“If It Worked Right The First Time – You Wouldn’t Learn Anything”

. . . is one of my favorite sayings. Engineers who work with me tire of hearing it, but it’s a fact – you learn so much figuring out why something isn’t working. What makes good IT people tick is the desire to learn how and why things work. When things don’t work, there’s an opportunity to dig in, take apart, manipulate, put back together, and figure it out.

Our job at Beechglen is solving problems. Often the best way to solve problems is reproducing them in our lab. When you go through the effort of identically reproducing an environment and yet cannot reproduce the problem, you exclaim something rarely heard outside the walls of Beechglen – “Oh no, it worked!” – a corollary to my favorite saying.

Since 1988, we have been providing technical support and handling thousands of cases, from operating systems to hardware, RS232 to TCP/IP, operations to programming, we’ve honed many useful troubleshooting methods. One of the biggest lessons learned and incorporated into my tool-set came from a 12 year old. As part of a team developing a Windows front-end client-server application to an HP3000, we realized that we needed fresh blood to testing our application, so we turned to the son of someone on the team to test it out. Within 5 clicks the application crashed. “Why did you click there?” I wanted to ask. There was no reason to click there, no functionality to be gained. The answer of course, was because he didn’t know any better and simply because it was there to click. So we began testing absolutely everything and manipulating the application in ways it wasn’t intended.
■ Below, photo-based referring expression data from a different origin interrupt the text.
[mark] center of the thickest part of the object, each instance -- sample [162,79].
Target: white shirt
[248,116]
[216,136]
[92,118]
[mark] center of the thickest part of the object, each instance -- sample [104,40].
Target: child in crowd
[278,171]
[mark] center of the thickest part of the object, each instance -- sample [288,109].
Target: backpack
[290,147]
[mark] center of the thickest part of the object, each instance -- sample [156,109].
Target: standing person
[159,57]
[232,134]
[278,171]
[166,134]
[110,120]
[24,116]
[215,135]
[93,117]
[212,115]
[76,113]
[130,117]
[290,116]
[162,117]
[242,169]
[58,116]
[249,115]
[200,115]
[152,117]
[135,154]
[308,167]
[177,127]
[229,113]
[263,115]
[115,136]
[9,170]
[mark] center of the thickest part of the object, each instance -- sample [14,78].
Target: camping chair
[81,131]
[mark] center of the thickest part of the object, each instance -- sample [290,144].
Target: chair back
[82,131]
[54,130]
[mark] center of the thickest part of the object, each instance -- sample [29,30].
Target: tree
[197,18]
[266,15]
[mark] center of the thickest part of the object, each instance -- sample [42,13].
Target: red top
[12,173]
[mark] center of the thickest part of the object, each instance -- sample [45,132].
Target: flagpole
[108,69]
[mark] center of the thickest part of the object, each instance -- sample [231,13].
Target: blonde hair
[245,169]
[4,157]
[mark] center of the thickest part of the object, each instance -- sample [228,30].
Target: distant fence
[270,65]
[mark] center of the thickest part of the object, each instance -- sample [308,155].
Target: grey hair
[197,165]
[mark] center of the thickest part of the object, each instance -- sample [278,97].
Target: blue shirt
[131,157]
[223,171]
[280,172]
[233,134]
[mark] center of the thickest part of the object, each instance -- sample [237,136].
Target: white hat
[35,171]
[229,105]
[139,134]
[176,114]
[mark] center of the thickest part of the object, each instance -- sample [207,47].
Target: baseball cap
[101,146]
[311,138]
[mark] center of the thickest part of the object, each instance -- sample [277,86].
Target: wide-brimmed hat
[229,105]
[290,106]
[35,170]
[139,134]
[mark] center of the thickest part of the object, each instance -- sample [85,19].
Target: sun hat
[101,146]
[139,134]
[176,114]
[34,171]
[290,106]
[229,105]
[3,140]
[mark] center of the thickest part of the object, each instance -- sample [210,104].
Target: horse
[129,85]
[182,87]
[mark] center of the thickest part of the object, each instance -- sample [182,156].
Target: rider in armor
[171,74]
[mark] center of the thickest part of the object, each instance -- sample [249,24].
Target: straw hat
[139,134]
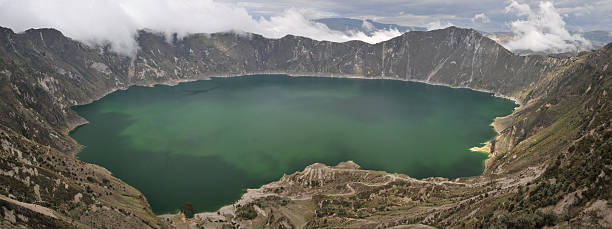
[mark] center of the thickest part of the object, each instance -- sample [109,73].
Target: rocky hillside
[563,127]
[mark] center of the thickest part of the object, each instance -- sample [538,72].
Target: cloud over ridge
[116,22]
[542,30]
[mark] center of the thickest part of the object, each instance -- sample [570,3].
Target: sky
[486,15]
[541,26]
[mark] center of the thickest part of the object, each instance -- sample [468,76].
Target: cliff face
[43,73]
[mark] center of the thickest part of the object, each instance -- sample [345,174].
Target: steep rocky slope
[562,128]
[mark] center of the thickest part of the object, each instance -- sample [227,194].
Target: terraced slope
[551,160]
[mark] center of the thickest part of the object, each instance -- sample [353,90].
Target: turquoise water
[207,141]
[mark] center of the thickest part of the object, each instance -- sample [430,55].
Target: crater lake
[207,141]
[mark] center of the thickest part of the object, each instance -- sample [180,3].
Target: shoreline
[229,207]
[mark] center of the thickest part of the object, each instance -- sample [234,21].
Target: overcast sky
[578,14]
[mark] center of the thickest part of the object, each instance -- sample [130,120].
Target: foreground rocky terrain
[550,164]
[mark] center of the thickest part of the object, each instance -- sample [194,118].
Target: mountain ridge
[44,73]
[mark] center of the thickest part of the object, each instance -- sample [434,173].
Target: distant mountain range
[367,26]
[598,38]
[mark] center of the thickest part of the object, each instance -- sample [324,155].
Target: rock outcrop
[562,128]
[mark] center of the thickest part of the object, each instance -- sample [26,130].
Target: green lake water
[207,141]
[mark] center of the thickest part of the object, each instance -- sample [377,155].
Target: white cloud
[438,25]
[542,30]
[481,17]
[366,25]
[116,22]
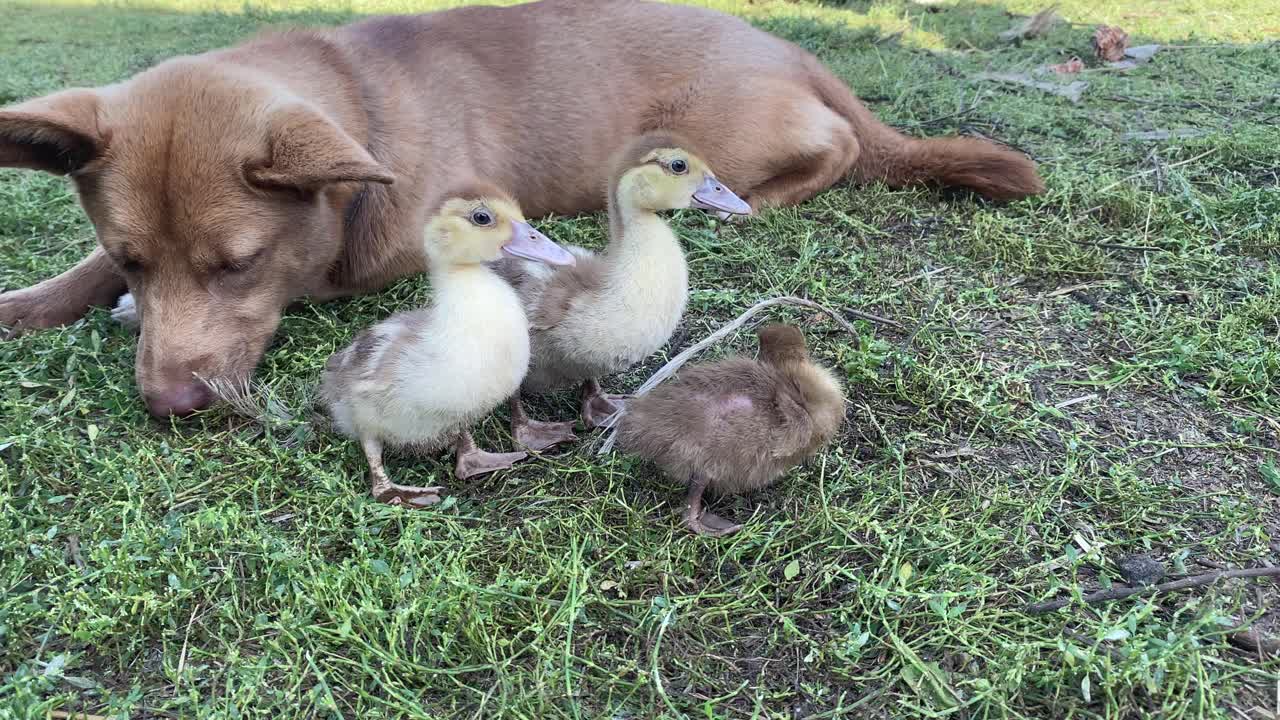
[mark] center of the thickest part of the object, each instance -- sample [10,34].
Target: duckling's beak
[712,195]
[531,245]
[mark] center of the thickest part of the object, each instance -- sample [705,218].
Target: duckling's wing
[563,288]
[796,431]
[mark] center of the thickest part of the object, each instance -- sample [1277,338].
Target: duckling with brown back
[736,425]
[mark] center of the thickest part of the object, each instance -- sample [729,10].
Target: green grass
[216,569]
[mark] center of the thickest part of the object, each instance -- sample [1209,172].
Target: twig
[1253,641]
[182,656]
[73,550]
[1066,404]
[1136,176]
[1118,246]
[679,360]
[1185,583]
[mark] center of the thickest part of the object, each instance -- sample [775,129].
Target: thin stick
[679,360]
[1185,583]
[1136,176]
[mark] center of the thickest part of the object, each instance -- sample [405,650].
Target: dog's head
[219,197]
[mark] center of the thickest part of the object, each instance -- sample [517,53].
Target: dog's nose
[179,400]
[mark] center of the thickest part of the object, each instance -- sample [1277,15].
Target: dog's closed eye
[241,265]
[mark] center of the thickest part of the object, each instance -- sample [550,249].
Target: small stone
[1141,569]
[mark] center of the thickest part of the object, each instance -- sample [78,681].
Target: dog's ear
[56,133]
[307,151]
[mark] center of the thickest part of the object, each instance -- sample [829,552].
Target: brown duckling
[737,424]
[420,378]
[613,309]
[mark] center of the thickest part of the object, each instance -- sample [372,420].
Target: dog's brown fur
[222,186]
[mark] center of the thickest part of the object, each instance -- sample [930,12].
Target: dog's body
[225,185]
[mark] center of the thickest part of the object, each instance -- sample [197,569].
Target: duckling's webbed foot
[599,406]
[475,461]
[385,491]
[536,434]
[408,496]
[699,520]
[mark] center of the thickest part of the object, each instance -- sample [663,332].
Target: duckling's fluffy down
[737,423]
[419,377]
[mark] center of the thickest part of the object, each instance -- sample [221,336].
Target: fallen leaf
[1034,26]
[1072,91]
[1069,67]
[1110,42]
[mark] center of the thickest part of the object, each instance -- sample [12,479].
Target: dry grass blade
[256,402]
[1034,26]
[1185,583]
[673,365]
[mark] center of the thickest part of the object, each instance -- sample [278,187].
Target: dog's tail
[900,160]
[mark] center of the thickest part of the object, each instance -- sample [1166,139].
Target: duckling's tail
[900,160]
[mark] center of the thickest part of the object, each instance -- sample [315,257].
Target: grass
[1084,374]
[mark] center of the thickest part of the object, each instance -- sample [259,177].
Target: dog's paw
[126,311]
[33,309]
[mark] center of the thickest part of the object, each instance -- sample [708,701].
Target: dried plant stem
[679,360]
[1185,583]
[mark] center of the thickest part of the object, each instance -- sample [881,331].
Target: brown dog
[225,185]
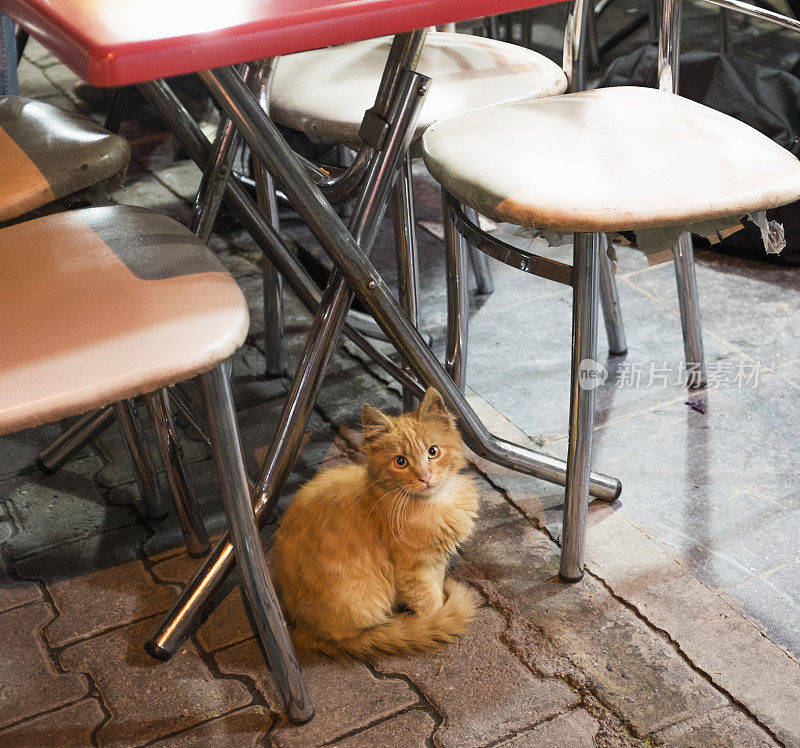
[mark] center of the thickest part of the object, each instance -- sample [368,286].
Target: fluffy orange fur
[360,543]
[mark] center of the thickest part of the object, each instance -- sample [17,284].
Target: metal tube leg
[455,251]
[615,330]
[186,509]
[221,415]
[155,505]
[193,140]
[479,260]
[322,339]
[52,458]
[405,239]
[689,305]
[581,407]
[273,285]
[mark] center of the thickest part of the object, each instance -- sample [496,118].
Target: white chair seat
[325,92]
[606,160]
[48,153]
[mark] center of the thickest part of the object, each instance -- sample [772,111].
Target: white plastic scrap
[772,233]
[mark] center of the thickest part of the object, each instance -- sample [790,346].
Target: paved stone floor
[683,633]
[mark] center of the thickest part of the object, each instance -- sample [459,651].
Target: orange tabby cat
[361,542]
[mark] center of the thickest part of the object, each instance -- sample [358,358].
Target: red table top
[115,42]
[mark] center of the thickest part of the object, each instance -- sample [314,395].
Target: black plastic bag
[765,98]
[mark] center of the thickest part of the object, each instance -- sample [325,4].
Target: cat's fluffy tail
[405,632]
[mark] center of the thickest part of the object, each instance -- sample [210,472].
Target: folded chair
[605,160]
[103,304]
[49,154]
[324,94]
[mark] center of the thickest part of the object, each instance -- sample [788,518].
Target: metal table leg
[689,305]
[615,330]
[192,139]
[186,508]
[581,407]
[405,240]
[352,263]
[52,458]
[155,505]
[455,250]
[221,415]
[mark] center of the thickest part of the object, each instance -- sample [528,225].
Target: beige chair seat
[606,160]
[48,153]
[102,304]
[325,92]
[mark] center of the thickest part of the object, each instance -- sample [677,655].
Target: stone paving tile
[149,699]
[407,730]
[72,725]
[346,695]
[13,592]
[583,631]
[717,638]
[722,488]
[242,729]
[18,451]
[721,728]
[58,508]
[477,677]
[31,684]
[753,292]
[576,729]
[96,584]
[774,601]
[182,177]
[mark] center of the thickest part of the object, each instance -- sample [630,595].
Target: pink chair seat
[48,153]
[102,304]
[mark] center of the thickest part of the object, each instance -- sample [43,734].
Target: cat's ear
[374,422]
[433,406]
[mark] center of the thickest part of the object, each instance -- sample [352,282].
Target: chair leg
[218,401]
[155,505]
[581,406]
[273,285]
[479,260]
[169,447]
[405,242]
[689,305]
[51,458]
[615,330]
[455,249]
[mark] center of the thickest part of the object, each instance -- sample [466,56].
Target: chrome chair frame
[376,167]
[589,271]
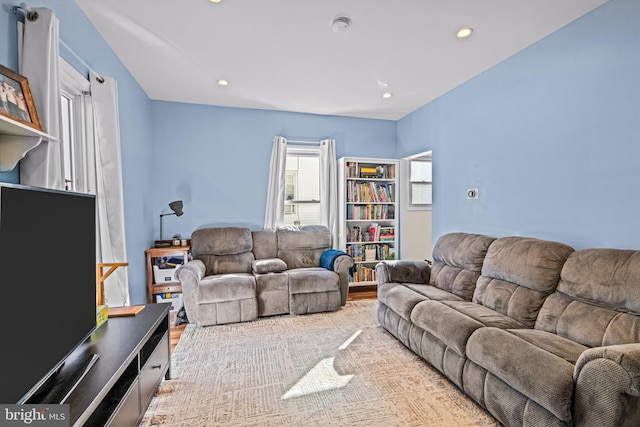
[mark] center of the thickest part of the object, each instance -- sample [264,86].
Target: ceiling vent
[341,24]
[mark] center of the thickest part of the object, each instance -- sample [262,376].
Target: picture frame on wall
[16,101]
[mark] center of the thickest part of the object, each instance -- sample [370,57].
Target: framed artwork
[16,101]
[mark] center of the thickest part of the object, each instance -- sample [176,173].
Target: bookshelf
[368,230]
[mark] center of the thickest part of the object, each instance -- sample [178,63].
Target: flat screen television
[47,283]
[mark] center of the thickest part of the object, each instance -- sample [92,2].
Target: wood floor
[365,292]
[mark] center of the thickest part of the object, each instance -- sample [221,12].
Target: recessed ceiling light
[464,32]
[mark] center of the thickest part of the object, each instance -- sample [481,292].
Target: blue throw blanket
[328,258]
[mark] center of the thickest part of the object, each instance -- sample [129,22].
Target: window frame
[411,205]
[302,151]
[79,141]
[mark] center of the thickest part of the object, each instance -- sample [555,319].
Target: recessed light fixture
[464,32]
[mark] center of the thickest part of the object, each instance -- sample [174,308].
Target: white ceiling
[283,54]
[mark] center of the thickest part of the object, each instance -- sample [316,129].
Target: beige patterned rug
[329,369]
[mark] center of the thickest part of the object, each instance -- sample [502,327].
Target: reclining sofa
[237,275]
[534,331]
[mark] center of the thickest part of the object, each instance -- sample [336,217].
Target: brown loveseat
[237,275]
[534,331]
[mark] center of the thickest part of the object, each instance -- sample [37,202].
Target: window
[76,130]
[420,184]
[302,186]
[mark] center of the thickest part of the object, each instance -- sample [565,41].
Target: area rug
[330,369]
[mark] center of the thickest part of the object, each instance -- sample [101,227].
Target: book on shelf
[387,234]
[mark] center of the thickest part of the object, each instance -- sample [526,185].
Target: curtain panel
[109,186]
[38,41]
[274,213]
[329,188]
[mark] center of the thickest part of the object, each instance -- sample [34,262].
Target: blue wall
[216,159]
[80,39]
[551,137]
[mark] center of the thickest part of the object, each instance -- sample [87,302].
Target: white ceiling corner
[283,54]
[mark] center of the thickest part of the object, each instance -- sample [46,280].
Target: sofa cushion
[554,344]
[457,262]
[302,247]
[226,287]
[597,300]
[542,376]
[400,299]
[311,280]
[226,264]
[433,293]
[265,244]
[223,249]
[269,265]
[453,322]
[518,274]
[272,290]
[221,241]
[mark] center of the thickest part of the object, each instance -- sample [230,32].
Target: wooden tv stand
[134,355]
Here is advice when it comes to troubleshooting: Manipulate the environment in ways you typically wouldn’t and determine what is working, and what isn’t. Feed the program other data or options it wasn’t expecting just to see what the other error messages arise. Try to connect to the server on a TCP port you know it isn’t listening on, or set it to connect to a bad IP address. Force other errors and compare those errors to the error you are trying to solve. Use these other errors to eliminate the problems you’ve just created from the possible causes. In other words, as long as you’re not at risk or causing more problems than you solve, don’t be afraid to color outside the lines.

Don’t get me wrong, I love it when things hum along and work perfectly – Then I get a chance to go ‘break’ something!